Types and performance of power batteries Lead-acid batteries
Lead-acid batteries were invented by R.G. Plante in 1859 and were the earliest batteries to be used. The plante battery uses two lead plates as electrodes, which are placed in a sulfuric acid solution for electrolysis. By constantly changing the direction of the electrolysis current, the storage capacity of the lead plates gradually increases, but the specific energy of the battery is very low.
Traditional lead-acid batteries have two main disadvantages: first, they need to be continuously added with water for maintenance during their service life; second, they cannot be placed in any direction because the rich liquid has the risk of acid leakage. After continuous research, in the mid-20th century, gel electrolyte technology and maintenance-free sealing technology were invented: In 1955, the German Sunshine Company first applied gel electrolyte technology to lead-acid batteries and put it on the market. In the mid-1960s, the company developed the Dryfit line of practical colloidal electrolyte sealed lead-acid batteries. In 1968, Desai submitted the first patent describing a gas-sealed lead-acid battery, which was officially published in 1974. In 1972, D. H McLelland and J. L. Devitt of Gates Company in the United States invented the adsorbed ultra-fine glass fiber separator (AGM), which practically solved the problem of compound circulation of oxygen inside the battery and developed a cylindrical AGM type valve-controlled sealing lead. Acid battery (VRLAB), the electrolyte of this battery is adsorbed in the glass fiber separator, and the electrolyte cannot flow freely. Compared with the traditional flooded lead-acid battery (the electrolyte can flow freely), the valve-regulated lead-acid battery is Lean battery. In the following 30 years, VRLAB batteries have developed rapidly and have been widely used in various professional sectors such as electric power, railways, ships, and communications.
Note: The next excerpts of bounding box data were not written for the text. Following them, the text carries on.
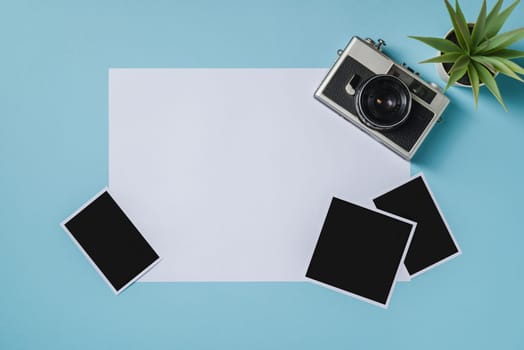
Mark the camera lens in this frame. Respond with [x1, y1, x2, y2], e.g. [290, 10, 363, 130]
[356, 74, 411, 130]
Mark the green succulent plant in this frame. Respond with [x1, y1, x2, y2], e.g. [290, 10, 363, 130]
[410, 0, 524, 110]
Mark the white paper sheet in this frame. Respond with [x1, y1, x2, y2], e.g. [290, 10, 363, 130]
[109, 69, 410, 281]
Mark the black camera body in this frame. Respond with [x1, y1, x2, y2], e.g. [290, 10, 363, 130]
[315, 36, 449, 160]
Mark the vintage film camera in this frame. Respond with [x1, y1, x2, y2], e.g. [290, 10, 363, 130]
[315, 36, 449, 160]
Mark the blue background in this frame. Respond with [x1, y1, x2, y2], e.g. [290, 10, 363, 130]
[0, 0, 524, 349]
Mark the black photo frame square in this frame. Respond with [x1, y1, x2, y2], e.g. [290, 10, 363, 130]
[373, 174, 461, 278]
[306, 198, 416, 308]
[61, 188, 160, 294]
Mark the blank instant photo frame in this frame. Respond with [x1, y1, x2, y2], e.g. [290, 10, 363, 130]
[373, 174, 461, 278]
[61, 188, 160, 295]
[306, 197, 417, 308]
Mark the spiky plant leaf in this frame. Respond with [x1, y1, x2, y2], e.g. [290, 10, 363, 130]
[444, 56, 470, 91]
[444, 0, 468, 49]
[473, 27, 524, 55]
[468, 64, 480, 108]
[455, 0, 473, 52]
[486, 0, 520, 38]
[473, 62, 508, 111]
[420, 52, 463, 63]
[472, 56, 524, 82]
[411, 0, 524, 110]
[499, 58, 524, 74]
[471, 0, 486, 47]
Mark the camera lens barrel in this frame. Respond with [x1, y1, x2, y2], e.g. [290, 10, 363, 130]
[355, 74, 411, 130]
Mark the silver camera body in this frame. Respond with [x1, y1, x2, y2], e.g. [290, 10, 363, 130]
[315, 36, 449, 160]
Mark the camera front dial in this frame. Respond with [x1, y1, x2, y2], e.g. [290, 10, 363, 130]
[356, 74, 411, 130]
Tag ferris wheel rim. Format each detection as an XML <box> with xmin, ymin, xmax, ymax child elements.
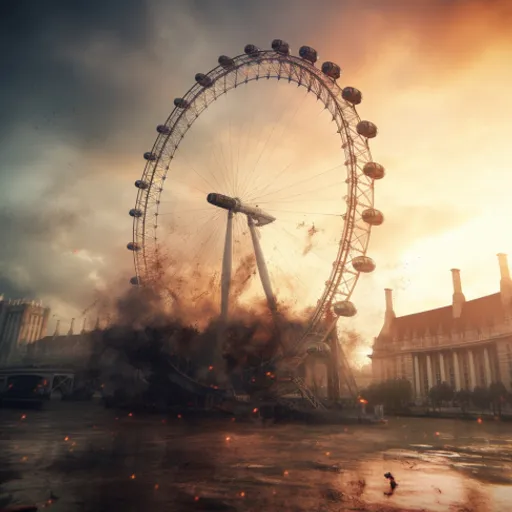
<box><xmin>133</xmin><ymin>50</ymin><xmax>374</xmax><ymax>342</ymax></box>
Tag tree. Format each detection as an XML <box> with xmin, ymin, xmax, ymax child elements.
<box><xmin>471</xmin><ymin>386</ymin><xmax>491</xmax><ymax>411</ymax></box>
<box><xmin>489</xmin><ymin>381</ymin><xmax>508</xmax><ymax>416</ymax></box>
<box><xmin>428</xmin><ymin>382</ymin><xmax>453</xmax><ymax>408</ymax></box>
<box><xmin>361</xmin><ymin>379</ymin><xmax>412</xmax><ymax>411</ymax></box>
<box><xmin>455</xmin><ymin>389</ymin><xmax>471</xmax><ymax>413</ymax></box>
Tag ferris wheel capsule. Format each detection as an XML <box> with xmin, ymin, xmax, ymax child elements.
<box><xmin>144</xmin><ymin>151</ymin><xmax>156</xmax><ymax>162</ymax></box>
<box><xmin>363</xmin><ymin>162</ymin><xmax>385</xmax><ymax>180</ymax></box>
<box><xmin>322</xmin><ymin>62</ymin><xmax>341</xmax><ymax>80</ymax></box>
<box><xmin>126</xmin><ymin>242</ymin><xmax>141</xmax><ymax>252</ymax></box>
<box><xmin>352</xmin><ymin>256</ymin><xmax>375</xmax><ymax>274</ymax></box>
<box><xmin>361</xmin><ymin>208</ymin><xmax>384</xmax><ymax>226</ymax></box>
<box><xmin>174</xmin><ymin>99</ymin><xmax>189</xmax><ymax>108</ymax></box>
<box><xmin>272</xmin><ymin>39</ymin><xmax>290</xmax><ymax>55</ymax></box>
<box><xmin>299</xmin><ymin>46</ymin><xmax>318</xmax><ymax>64</ymax></box>
<box><xmin>341</xmin><ymin>87</ymin><xmax>363</xmax><ymax>105</ymax></box>
<box><xmin>218</xmin><ymin>55</ymin><xmax>235</xmax><ymax>69</ymax></box>
<box><xmin>129</xmin><ymin>208</ymin><xmax>142</xmax><ymax>218</ymax></box>
<box><xmin>195</xmin><ymin>73</ymin><xmax>213</xmax><ymax>87</ymax></box>
<box><xmin>356</xmin><ymin>121</ymin><xmax>377</xmax><ymax>139</ymax></box>
<box><xmin>244</xmin><ymin>44</ymin><xmax>260</xmax><ymax>57</ymax></box>
<box><xmin>156</xmin><ymin>124</ymin><xmax>171</xmax><ymax>135</ymax></box>
<box><xmin>135</xmin><ymin>180</ymin><xmax>149</xmax><ymax>190</ymax></box>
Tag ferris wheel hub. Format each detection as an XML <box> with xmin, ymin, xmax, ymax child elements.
<box><xmin>206</xmin><ymin>192</ymin><xmax>276</xmax><ymax>226</ymax></box>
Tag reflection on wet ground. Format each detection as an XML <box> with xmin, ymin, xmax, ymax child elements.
<box><xmin>0</xmin><ymin>402</ymin><xmax>512</xmax><ymax>512</ymax></box>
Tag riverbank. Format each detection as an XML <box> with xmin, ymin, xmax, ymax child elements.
<box><xmin>386</xmin><ymin>408</ymin><xmax>512</xmax><ymax>422</ymax></box>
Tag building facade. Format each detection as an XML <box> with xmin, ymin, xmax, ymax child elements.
<box><xmin>0</xmin><ymin>297</ymin><xmax>50</xmax><ymax>364</ymax></box>
<box><xmin>371</xmin><ymin>254</ymin><xmax>512</xmax><ymax>400</ymax></box>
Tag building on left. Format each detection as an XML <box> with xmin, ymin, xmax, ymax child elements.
<box><xmin>0</xmin><ymin>295</ymin><xmax>50</xmax><ymax>365</ymax></box>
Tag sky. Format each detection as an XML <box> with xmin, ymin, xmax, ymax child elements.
<box><xmin>0</xmin><ymin>0</ymin><xmax>512</xmax><ymax>360</ymax></box>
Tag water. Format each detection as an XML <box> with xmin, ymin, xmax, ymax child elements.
<box><xmin>0</xmin><ymin>402</ymin><xmax>512</xmax><ymax>512</ymax></box>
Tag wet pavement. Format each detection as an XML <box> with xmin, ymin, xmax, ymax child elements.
<box><xmin>0</xmin><ymin>402</ymin><xmax>512</xmax><ymax>512</ymax></box>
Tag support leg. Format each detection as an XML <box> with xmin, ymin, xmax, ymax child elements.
<box><xmin>220</xmin><ymin>210</ymin><xmax>233</xmax><ymax>325</ymax></box>
<box><xmin>247</xmin><ymin>217</ymin><xmax>277</xmax><ymax>317</ymax></box>
<box><xmin>215</xmin><ymin>210</ymin><xmax>234</xmax><ymax>362</ymax></box>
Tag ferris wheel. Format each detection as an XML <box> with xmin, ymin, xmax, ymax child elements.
<box><xmin>127</xmin><ymin>39</ymin><xmax>384</xmax><ymax>388</ymax></box>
The emergence of VRLA technology has promoted the development of lead-acid batteries, bringing it into a period of prosperous development.
Lead-acid batteries are the most technologically mature batteries among all chemical power sources. They have the advantages of low price, high safety, good high-current discharge performance, and high battery recovery rate. They have been widely used in electric bicycles, electric motorcycles, communications industries, and electric power. Industrial backup power supply, railway diesel locomotives and other fields. However, due to shortcomings such as low specific energy and insufficient environmental protection, new materials, new structures, and new technologies for lead-acid batteries are still under continuous research, such as corrosion-resistant lead alloy positive electrode grids, foam lead grids, foam carbon grids, and new negative electrodes. Additives, super lead-acid batteries, etc.
Nickel based battery
Alkaline nickel-based batteries mainly include nickel-cadmium batteries, nickel-zinc batteries and nickel-metal hydride batteries. Among them, nickel-cadmium batteries have been widely used in many fields, but used nickel-cadmium batteries have the risk of cadmium contamination, which greatly limits their application. EU countries have banned the use of nickel-cadmium batteries for power batteries and are basically on the verge of elimination; nickel-zinc batteries When the battery is being charged, the negative electrode zinc is prone to produce dendrites, which can puncture the separator and affect the service life of the battery. In contrast, nickel-metal hydride batteries are the power batteries with the best overall performance. At present, nickel-metal hydride batteries have been widely used in commercial electric vehicles.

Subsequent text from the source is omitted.